Der Börsenkurs steigt und wohl auch die Mieten für die Menschen, die in den 32.000 GBW-Wohnungen leben. Im Landkreis Dingolfing in der Stadt Dingolfing 500 Wohnungen, die einmal der Bayern LB gehörten, verkauft wurden. Der Grund für den Verkauf der GBW-Wohnungen liegt in den misslungenen Finanzzockereien der Bayerischen Landesbank. Im Verwaltungsrat der Bank war die CSU sehr gut repräsentiert – mit MdL Erwin Huber kam der Finanzminister damals sogar aus der Region Dingolfing-Landshut. Der Freistaat Bayern musste zehn Milliarden Euro für die Rettung der BayernLB einsetzen – dieses Finanzdebakel kostet den bayerischen Steuerzahler täglich eine Million Euro an Zinsen.

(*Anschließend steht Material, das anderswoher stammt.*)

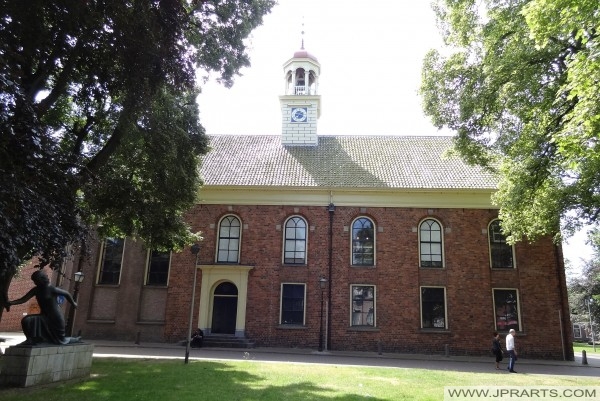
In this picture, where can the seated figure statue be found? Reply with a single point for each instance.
(49, 325)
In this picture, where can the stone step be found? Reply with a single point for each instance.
(222, 341)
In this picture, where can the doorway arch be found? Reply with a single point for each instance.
(225, 305)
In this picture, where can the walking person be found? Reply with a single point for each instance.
(497, 349)
(512, 350)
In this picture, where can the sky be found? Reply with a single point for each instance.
(371, 54)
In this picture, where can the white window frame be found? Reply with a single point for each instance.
(441, 242)
(371, 314)
(285, 241)
(352, 261)
(433, 326)
(228, 250)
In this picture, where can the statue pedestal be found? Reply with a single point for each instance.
(24, 366)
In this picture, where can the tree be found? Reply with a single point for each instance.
(98, 121)
(518, 83)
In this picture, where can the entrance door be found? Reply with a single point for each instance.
(224, 309)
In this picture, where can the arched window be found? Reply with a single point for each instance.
(501, 253)
(229, 240)
(111, 261)
(294, 252)
(431, 245)
(157, 270)
(363, 242)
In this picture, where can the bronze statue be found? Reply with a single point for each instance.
(49, 325)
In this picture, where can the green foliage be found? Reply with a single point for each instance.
(98, 121)
(519, 84)
(586, 286)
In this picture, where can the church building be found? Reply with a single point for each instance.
(352, 243)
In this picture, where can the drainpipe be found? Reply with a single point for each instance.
(559, 271)
(331, 209)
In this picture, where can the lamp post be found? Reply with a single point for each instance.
(589, 302)
(195, 249)
(322, 282)
(78, 278)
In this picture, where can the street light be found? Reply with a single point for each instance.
(322, 282)
(589, 302)
(195, 249)
(78, 278)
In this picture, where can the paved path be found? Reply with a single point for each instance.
(286, 355)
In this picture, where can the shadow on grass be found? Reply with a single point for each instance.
(168, 380)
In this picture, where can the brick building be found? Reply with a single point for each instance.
(363, 243)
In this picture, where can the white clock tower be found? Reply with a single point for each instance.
(300, 105)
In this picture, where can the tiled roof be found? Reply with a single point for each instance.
(401, 162)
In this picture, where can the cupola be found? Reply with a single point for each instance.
(300, 103)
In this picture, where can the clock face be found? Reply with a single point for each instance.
(299, 114)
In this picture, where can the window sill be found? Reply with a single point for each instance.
(435, 331)
(292, 327)
(364, 328)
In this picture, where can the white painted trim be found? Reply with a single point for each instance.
(309, 196)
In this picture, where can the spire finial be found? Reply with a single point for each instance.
(302, 32)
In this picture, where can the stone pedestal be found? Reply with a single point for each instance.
(24, 366)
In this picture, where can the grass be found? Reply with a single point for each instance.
(170, 380)
(589, 349)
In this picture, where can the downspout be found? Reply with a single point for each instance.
(331, 209)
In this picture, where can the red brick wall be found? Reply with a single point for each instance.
(467, 277)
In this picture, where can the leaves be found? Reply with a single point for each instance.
(520, 89)
(98, 119)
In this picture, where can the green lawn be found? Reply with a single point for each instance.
(169, 380)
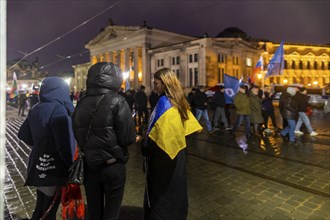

EU-Wettbewerbskommissar Joaquín Almunia bestätigte gegenüber dem SPD-Spitzenkandidaten Christian Ude, dass der Freistaat Bayern sehr wohl als Käufer hätte auftreten können. Die bayerische SPD habe dies von Anfang an gefordert, um die Mieterinnen und Mieter zu schützen. Hier sei es wohl nur ums schnelle Geld gegangen, so Kreisvorsitzender und SPD-Landtagskandidat Dr. Bernd Vilsmeier. Und die Mieterinnen und Mieter hätten jetzt die Sorge, dass durch Luxussanierungen Mieterhöhungen folgen, die sie sich nicht mehr leisten können. Die „Sozialcharta XXL“ hat sich als unsoziales Machwerk erwiesen, so Dr. Bernd Vilsmeier. Denn die Vereinbarungen seien alle zeitlich befristet, ein ernst gemeinter Mieterschutz sehe anders aus.
Die kleinen Mieter und die Kommunen müssen das Milliardengrab Landesbank ausbaden, zog Bernd Vilsmeier das Fazit des Immobiliendeals.